Smart Document

Info

This module is licensed on the number of pages to be processed.

Smart Document allows intelligent advanced text operations and manipulation without using neither fixed zones or preconfigured rules.

The recognition is done by using the Microsoft AI recognition engine and all the output results are elaborated and returned as variables and / or modified document.

Smart Document offers different AI text analysis features such as:

One or more features together can be enabled and executed in the one Smart Document workflow module instance.

Warning

If more features are used, either in the same Smart Document module or in different separate modules, pages are counted for each feature!

Warning

The Smart Document module requires internet connection to contact the Microsoft AI recognition engine.

Read about the Data, privacy and security of the Microsoft Azure AI engines.

When processing multipage documents features exporting variables will extract the output variables on every page and the variable name will be suffixed with _PY which stands for Page Y where Y is the number of the page, example:

SMARTDOCUMENT_FEATURE1_P1
SMARTDOCUMENT_FEATURE2_P2

The base variable name without the _PY will contain the result on the last page of the document.

The module creates custom variables during processing. Check the Variables list for more details.

The left hand side menu shows the available settings section. Settings are displayed according the selected section.

Classification

Classification analyzes the documents and classifies them by extracting main concepts in the full document text. The concepts are returned in the form of keywords or key phrases with several main keywords.

For example, in the text “The food was delicious and the staff were wonderful.“, Classification might return the main topics: “food” and “wonderful staff“.

Enable
If enabled it will run the Classification task in the current Smart Document module.

Language
Select the language of the source document, by default it is automatically detected. Check the list below for the full languages support.

Variable returned
Insert the name of the variable which will contain a comma separated list of the computed keywords and key phrases.

Example:

%SMARTDOCUMENT_CLASSIFICATION_RESULT% = food,wonderful staff

Personal Information

Personal Information analyzes the documents and identifies and classifies sensitive information inside the document text. The identified Personal Information are returned, together with the identified category, inside a list of variables.

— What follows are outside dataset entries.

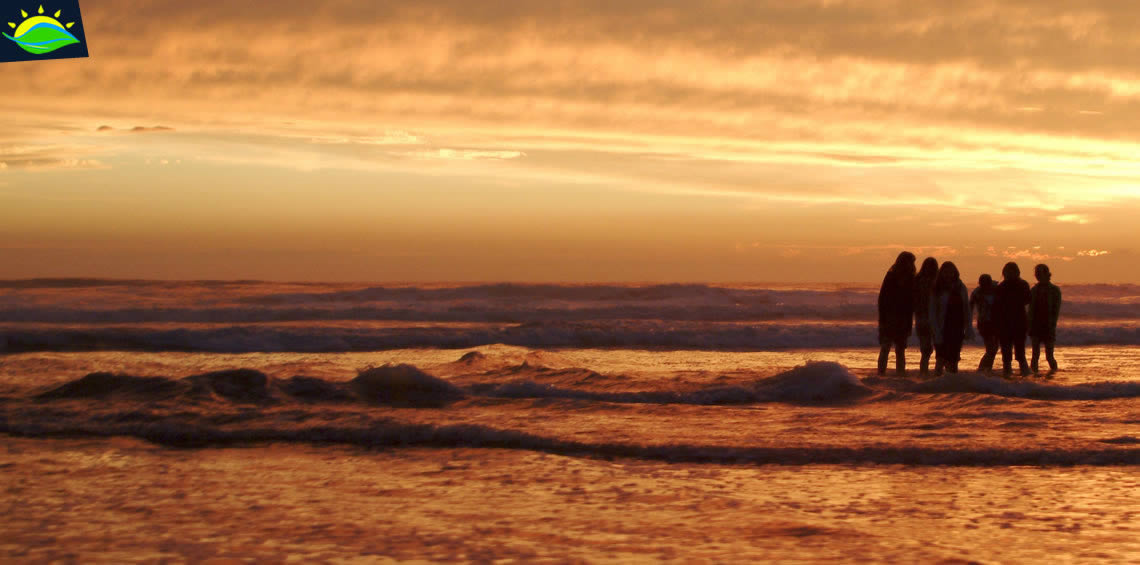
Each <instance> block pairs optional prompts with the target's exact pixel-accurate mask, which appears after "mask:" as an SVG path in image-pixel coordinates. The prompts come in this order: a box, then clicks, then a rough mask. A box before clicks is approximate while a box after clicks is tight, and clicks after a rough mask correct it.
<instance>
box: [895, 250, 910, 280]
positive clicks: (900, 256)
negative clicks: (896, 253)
mask: <svg viewBox="0 0 1140 565" xmlns="http://www.w3.org/2000/svg"><path fill="white" fill-rule="evenodd" d="M914 261H915V257H914V254H913V253H911V252H909V251H904V252H902V253H899V254H898V257H897V259H895V264H894V265H891V267H890V270H891V271H894V272H897V273H899V275H907V276H913V275H914Z"/></svg>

For example: phone numbers, email addresses, and forms of identification.

Enable
If enabled it will run the Personal Information task in the current Smart Document module.

Language
Select the language of the source document, by default it is automatically detected. Check the list below for the full languages support.

Variable returned
Insert the name of the variable which will contain the identified information. The variable is used as prefix of a list of variables for each information identified, with a unique incrementing identified. For each information identified an additional variable with the category and the confidence is created as well.

Example:

%SMARTDOCUMENT_PII_RESULT_X% = John Smith
%SMARTDOCUMENT_PII_RESULT_X_CATEGORY% = First name
%SMARTDOCUMENT_PII_RESULT_X_CONFIDENCE% = 99

Where X is the incrementing number of the information found.

Summarization

Summarization analyzes the documents and generates a summary for them. The output summary is exported as either text inside a destination variable or as a document in the destination selected format.

Enable
If enabled it will run the Summarization task in the current Smart Document module.

Language
Select the language of the source document, by default it is automatically detected. Check the list below for the full languages support.

Type
Select the type of summarization to execute. Available types are:

  • Text (create a full open piece of text)
  • Bullets (create a certain number of single bullet sentences)

Amount
If a summarization of type Bullets is generate this value indicates the number of bullet sentences to generate.

Variable returned
Insert the name of the variable which will contain the output piece of summary as text, either full text or bullets senteces.

Path(s)
Enter an output path manually, or select Browse to browse to the right folder. You may also insert variables by selecting the Variable button on the right, so you would use e.g.

C:\Output\%SUBFOLDER%\

to store the summary text file to a subfolder based on a variable Of course in order to do so, you must first set up a question which lets the user choose the root folder.

Info

For network paths specify the full UNC path starting with \\. Mapped drives are not allowed because Scanshare is running inside services and Mapped Drives are not existing in services context.

Info

For the network authentication and allowing authentication on virtual UNC shares you would use \# before your UNC path. e.g.: \#YOUR_UNC_PATH.

Info

Multiple paths can be inserted separated by ; (semicolon). If done the output summary text file will be created multiple times in all the paths specified, with the same filename.

Filename
Enter the filename for the output summary text file, or click on the Variables button on the right, to select a variable which will contain the filename.

Info

The filename field here allows the use of the UNIQUECOUNTER variable. Please refer to the Variables appendix for further information on the variable use.

Info

If Path(s) and/or Filename are left empty the output summary text will only returned inside the variable and no output document will be created.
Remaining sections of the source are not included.